STIPS algorithm enables tracking labyrinthine patterns and reveals distinct rhythmic dynamics of actin microridges.

Phys Biol

Department of Biological Sciences, Tata Institute of Fundamental Research Department of Biological Sciences, Tata Institute of Fundamental Research, Homi Bhabha road, Navy Nagar, Colaba, Mumbai-400005, INDIA, Mumbai, 400005, INDIA.

Published: January 2025

Tracking and motion analyses of semi-flexible biopolymer networks from time-lapse microscopy images are important tools that enable quantitative measurements to unravel the dynamic and mechanical properties of biopolymers in living tissues, crucial for understanding their organization and function.

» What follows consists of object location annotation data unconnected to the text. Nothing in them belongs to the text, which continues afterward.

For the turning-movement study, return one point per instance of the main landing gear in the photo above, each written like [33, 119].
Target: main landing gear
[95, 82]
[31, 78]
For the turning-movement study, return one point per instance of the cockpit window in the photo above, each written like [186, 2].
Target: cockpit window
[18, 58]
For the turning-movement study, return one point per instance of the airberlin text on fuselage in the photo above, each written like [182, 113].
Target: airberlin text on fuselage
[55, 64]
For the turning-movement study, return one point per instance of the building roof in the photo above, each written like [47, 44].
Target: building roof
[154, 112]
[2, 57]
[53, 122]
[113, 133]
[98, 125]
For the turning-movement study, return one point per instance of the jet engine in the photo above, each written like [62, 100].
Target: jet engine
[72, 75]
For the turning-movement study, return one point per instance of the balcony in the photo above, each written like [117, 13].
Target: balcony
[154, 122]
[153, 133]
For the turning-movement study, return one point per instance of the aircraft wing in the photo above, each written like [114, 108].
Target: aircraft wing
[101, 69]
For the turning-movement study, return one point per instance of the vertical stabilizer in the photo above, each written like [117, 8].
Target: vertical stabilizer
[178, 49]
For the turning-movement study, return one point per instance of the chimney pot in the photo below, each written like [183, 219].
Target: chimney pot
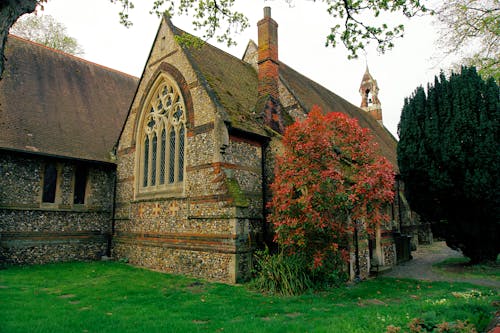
[267, 11]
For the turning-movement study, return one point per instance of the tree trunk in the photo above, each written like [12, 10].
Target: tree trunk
[10, 11]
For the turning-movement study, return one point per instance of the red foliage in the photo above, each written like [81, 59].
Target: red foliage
[329, 175]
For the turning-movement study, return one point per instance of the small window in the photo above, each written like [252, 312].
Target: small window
[80, 184]
[49, 183]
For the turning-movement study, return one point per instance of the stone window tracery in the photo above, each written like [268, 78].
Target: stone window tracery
[162, 140]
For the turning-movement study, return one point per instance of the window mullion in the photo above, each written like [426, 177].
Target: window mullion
[150, 158]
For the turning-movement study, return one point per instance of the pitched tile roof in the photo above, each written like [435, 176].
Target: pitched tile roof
[233, 83]
[52, 103]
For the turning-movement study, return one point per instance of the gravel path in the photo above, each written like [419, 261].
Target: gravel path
[420, 267]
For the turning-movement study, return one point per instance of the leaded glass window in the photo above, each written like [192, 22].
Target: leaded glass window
[162, 137]
[49, 183]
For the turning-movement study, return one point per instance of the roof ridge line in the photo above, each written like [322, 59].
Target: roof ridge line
[69, 55]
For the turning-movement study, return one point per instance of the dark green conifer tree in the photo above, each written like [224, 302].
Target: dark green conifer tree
[449, 159]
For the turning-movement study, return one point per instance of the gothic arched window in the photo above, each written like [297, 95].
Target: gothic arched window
[161, 139]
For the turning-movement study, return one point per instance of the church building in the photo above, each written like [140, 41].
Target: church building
[169, 171]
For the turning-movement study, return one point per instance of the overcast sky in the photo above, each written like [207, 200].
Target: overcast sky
[302, 32]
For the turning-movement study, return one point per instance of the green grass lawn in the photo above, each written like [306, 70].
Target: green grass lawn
[461, 267]
[114, 297]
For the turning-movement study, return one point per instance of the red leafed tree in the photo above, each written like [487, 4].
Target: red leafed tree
[329, 176]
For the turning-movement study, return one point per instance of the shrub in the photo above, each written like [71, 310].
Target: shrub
[280, 274]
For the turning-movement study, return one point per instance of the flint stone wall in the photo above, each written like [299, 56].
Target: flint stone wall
[32, 232]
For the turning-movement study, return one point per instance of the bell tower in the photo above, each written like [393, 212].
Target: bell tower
[369, 96]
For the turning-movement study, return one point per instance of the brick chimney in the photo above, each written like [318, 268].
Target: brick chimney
[268, 71]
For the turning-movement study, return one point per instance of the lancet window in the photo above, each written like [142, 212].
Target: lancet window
[162, 139]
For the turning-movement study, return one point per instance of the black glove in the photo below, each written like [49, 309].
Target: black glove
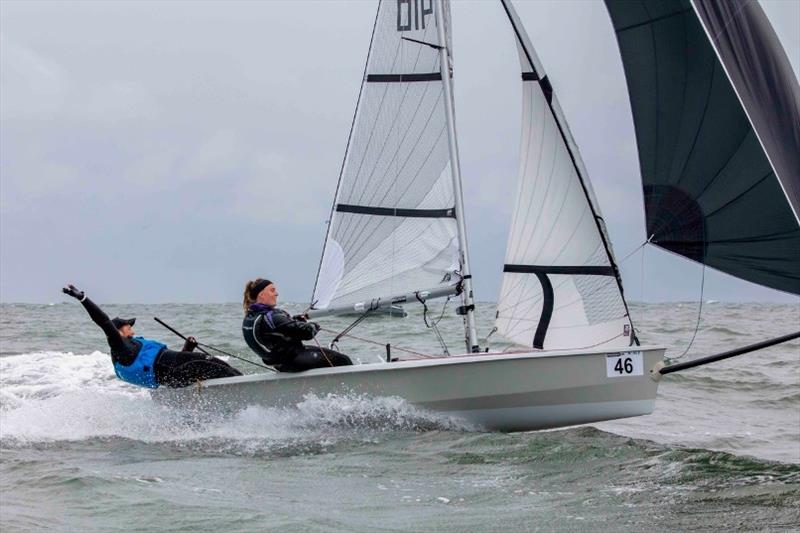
[74, 292]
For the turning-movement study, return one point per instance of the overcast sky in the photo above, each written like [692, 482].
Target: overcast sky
[170, 151]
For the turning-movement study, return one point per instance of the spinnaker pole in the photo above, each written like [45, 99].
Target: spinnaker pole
[468, 308]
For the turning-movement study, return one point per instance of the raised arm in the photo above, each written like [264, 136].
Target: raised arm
[98, 317]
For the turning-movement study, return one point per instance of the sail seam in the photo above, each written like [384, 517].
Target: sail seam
[344, 159]
[396, 211]
[652, 20]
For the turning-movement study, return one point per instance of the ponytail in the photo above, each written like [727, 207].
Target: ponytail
[247, 299]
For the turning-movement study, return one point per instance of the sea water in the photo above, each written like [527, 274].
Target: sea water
[83, 451]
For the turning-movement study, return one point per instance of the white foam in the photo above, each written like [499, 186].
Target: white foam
[56, 396]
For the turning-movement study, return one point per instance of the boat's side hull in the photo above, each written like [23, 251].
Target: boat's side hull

Biopolymer networks are challenging to track due to continuous stochastic transitions, such as merges and splits, which cause local neighbourhood rearrangements over short time and length scales. To address this, we propose the STIPS algorithm (Spatio Temporal Information on Pixel Subsets) to track these events by creating pixel subsets that link trajectories across frames. Using this method, we analysed actin-enriched protrusions, or 'microridges,' which form dynamic labyrinthine patterns on squamous cell epithelial surfaces, mimicking 'active Turing-patterns.' Our results reveal two distinct actomyosin-based rhythmic dynamics in neighbouring cells: a common pulsatile mechanism between 2 and 6.25 minutes period governing both fusion and fission events contributing to pattern maintenance, and cell area pulses predominantly exhibiting 10-minutes period.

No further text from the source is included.